The storm hit the state with maximum sustained winds near 85 mph but weakened later to a tropical storm as it moved inland, the U.S. National Hurricane Center said.
As of 5 a.m. EDT, Nate was centered about 80 miles north-northeast of Biloxi and moving north-northeast near 23 mph.
At one point, Nate’s eye move over Keesler Air Force Base, where the National Hurricane Center’s hurricane hunter planes are kept, the center said.
It was Nate’s second landfall. Saturday night, the storm came ashore along a sparsely populated area in southeast Louisiana.
Nate’s powerful winds pushed water onto roads and its winds knocked out power to homes and business. But Nate didn’t have the intensity other storms — Harvey, Irma and Jose — had during this busy hurricane season, and people didn’t seem as threatened by it. No deaths or injuries were immediately reported.
As the midnight high tide approached in Biloxi, Nate’s storm surge pushed over the beachfront highway of U.S. 90 onto the peninsula that makes up the city’s eastern edge.
Thousands were without power in southern Mississippi. Outages were mostly concentrated on the eastern half of the state’s narrow coastal strip, in Harrison, Jackson and George counties.
Hurricane Katrina made its final landfall on the Mississippi coast on Aug. 29, 2005, leveling many cities and buckling bridges.
Katrina was the last hurricane that made a landfall on the Mississippi coast, although both Hurricane Gustav in 2008 and Hurricane Isaac in 2012 affected parts of the coast.
Nate passed to the east of New Orleans, sparing the city its most ferocious winds and storm surge. Its quick speed lessened the likelihood of prolonged rain that would tax the city’s weakened drainage pump system. The city was placed under a curfew, effective at 7 p.m., but the mayor lifted it about an hour after it had begun when it appeared the storm would pass by and cause little problem for the city.
Still, the streets were not nearly as crowded as they typically are on weekends and Mayor Mitch Landrieu asked people to shelter in place.
Cities along the Mississippi coast such as Gulfport and Biloxi were on high alert. Forecasters called for 3 to 6 inches with as much as 10 inches in some isolated places.
Nate weakened slightly and was a Category 1 storm with maximum winds of 85 mph when it made its first landfall in a sparsely populated area of Plaquemines (PLAK’-uh-minz) Parish.
Governors in Louisiana, Mississippi and Alabama declared states of emergency. The three states have been mostly spared during this hectic hurricane season.
“This is the worst hurricane that has impacted Mississippi since Hurricane Katrina,” Mississippi Emergency Management Director Lee Smithson said. “Everyone needs to understand that, that this is a significantly dangerous situation.”

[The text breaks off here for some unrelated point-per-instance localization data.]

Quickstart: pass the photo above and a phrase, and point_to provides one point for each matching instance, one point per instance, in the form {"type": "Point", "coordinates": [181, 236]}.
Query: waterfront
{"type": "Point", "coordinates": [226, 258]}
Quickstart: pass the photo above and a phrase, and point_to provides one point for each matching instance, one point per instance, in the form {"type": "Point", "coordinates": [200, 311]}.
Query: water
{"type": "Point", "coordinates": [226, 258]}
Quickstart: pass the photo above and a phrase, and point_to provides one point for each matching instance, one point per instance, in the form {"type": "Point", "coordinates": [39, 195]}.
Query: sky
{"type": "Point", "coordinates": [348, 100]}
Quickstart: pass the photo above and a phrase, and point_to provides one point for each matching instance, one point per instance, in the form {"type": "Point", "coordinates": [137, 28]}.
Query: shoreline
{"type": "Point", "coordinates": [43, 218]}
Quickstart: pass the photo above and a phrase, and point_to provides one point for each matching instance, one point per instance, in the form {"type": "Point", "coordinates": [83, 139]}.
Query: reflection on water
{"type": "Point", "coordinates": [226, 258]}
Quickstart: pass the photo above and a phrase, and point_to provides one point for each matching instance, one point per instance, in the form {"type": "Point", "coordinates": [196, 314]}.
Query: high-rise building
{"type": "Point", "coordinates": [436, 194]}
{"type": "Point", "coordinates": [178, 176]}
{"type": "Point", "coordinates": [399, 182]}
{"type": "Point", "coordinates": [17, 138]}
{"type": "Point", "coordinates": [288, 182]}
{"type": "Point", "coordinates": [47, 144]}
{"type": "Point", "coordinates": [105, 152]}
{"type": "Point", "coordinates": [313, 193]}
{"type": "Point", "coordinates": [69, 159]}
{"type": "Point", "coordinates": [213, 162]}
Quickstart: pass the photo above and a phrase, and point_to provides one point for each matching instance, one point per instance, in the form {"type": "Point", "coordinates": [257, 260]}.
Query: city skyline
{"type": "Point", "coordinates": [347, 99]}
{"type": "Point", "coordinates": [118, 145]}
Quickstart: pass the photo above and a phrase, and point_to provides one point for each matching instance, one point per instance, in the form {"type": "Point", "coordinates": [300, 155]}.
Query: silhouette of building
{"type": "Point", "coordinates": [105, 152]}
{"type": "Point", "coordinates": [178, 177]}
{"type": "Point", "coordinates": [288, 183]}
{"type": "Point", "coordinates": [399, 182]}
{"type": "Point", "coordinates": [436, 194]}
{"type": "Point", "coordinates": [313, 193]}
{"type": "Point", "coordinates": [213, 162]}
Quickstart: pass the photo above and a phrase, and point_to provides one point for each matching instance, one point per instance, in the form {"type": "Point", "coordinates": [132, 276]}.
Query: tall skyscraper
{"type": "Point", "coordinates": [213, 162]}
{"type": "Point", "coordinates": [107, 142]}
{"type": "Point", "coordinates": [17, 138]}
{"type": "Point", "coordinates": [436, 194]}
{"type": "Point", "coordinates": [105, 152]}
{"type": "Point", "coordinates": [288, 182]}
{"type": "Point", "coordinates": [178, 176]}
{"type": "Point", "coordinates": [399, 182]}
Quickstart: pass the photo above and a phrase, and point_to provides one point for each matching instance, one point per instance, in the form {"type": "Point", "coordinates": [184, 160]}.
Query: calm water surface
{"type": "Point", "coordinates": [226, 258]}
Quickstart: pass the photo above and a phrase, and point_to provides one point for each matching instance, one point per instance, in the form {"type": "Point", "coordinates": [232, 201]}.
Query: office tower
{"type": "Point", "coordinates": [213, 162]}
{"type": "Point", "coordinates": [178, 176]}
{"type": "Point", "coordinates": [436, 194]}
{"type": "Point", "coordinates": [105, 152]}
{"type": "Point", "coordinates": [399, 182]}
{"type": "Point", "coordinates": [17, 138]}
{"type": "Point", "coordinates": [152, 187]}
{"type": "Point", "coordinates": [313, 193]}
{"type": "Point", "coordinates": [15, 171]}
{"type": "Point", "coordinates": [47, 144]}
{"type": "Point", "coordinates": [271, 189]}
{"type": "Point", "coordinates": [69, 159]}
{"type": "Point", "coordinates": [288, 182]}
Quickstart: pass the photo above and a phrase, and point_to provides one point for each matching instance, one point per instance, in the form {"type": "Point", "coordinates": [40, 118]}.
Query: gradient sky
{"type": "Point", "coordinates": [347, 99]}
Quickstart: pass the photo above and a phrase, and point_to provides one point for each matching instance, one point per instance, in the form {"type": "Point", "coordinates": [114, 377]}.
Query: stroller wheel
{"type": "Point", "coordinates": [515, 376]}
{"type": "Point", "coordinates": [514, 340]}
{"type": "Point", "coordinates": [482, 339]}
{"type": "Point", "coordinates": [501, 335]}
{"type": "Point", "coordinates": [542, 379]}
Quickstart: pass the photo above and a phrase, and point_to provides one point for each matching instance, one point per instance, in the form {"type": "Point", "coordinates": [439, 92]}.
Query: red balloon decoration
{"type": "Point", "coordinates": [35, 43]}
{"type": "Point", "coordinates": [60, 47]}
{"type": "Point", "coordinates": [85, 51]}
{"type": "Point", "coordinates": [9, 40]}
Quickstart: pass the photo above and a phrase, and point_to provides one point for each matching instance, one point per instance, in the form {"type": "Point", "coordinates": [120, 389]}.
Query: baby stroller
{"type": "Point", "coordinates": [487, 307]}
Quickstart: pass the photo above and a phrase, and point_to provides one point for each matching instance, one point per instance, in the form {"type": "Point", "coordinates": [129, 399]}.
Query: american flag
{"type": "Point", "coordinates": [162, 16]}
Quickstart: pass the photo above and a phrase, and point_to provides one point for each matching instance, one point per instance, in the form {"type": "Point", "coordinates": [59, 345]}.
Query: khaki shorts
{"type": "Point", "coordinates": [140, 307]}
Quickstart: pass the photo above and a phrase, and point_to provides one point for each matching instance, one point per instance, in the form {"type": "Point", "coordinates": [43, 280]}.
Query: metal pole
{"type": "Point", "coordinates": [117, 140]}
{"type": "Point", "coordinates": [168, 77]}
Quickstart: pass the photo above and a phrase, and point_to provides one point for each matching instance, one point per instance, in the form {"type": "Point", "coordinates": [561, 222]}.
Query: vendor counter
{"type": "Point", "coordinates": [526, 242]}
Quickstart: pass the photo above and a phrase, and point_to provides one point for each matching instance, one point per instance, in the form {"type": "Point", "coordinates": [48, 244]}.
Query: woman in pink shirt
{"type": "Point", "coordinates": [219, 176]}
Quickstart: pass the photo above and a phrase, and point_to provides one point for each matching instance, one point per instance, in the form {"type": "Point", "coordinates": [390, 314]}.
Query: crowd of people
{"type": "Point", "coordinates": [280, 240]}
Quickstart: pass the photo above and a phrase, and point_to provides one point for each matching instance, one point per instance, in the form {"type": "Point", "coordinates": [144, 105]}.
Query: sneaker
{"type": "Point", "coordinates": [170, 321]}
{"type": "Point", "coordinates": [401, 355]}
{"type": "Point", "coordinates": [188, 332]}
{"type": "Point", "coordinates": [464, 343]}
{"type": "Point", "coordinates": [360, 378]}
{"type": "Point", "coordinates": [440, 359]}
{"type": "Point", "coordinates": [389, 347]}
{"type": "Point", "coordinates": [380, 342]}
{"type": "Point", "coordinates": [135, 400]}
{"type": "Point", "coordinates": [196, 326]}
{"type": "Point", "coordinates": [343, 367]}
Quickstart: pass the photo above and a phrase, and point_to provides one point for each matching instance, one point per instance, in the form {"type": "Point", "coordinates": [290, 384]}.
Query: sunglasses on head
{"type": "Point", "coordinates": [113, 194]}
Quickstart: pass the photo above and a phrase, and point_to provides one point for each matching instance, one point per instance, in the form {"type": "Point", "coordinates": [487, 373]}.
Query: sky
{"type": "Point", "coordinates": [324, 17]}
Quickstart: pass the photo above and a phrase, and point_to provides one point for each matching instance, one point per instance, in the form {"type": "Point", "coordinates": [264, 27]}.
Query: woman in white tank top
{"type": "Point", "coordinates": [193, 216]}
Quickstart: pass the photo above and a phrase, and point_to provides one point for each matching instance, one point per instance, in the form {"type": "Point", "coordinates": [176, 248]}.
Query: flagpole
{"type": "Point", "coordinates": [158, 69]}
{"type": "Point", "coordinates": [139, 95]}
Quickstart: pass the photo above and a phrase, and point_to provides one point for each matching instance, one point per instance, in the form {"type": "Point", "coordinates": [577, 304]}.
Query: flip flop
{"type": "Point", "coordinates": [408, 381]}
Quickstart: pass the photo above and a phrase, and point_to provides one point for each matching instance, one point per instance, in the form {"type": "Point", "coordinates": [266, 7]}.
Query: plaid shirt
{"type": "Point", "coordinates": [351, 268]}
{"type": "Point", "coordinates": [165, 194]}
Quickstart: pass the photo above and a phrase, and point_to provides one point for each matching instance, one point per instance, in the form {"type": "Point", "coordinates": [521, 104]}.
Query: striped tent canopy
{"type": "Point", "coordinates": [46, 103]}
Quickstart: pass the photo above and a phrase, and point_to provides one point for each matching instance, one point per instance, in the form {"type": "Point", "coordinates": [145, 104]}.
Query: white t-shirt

Louisiana Gov. John Bel Edwards urged residents to make final preparations quickly.
“It’s going to hit and move through our area at a relatively fast rate, limiting the amount of time it’s going to drop rain,” Edwards said. “But this is a very dangerous storm nonetheless.”
Some people worried about New Orleans’ pumping system, which had problems during a heavy thunderstorm on Aug. 5. The deluge exposed system weaknesses – including the failure of some pumps and power-generating turbines – and caused homes and businesses to flood. Repairs have been made but the system remained below maximum pumping capacity.
Florida Gov. Rick Scott warned residents of the Panhandle to prepare for Nate’s impact.
“Hurricane Nate is expected to bring life-threatening storm surges, strong winds and tornadoes that could reach across the Panhandle,” Scott said. The evacuations affect roughly 100,000 residents in the western Panhandle.
Nate killed at least 21 people in Central America.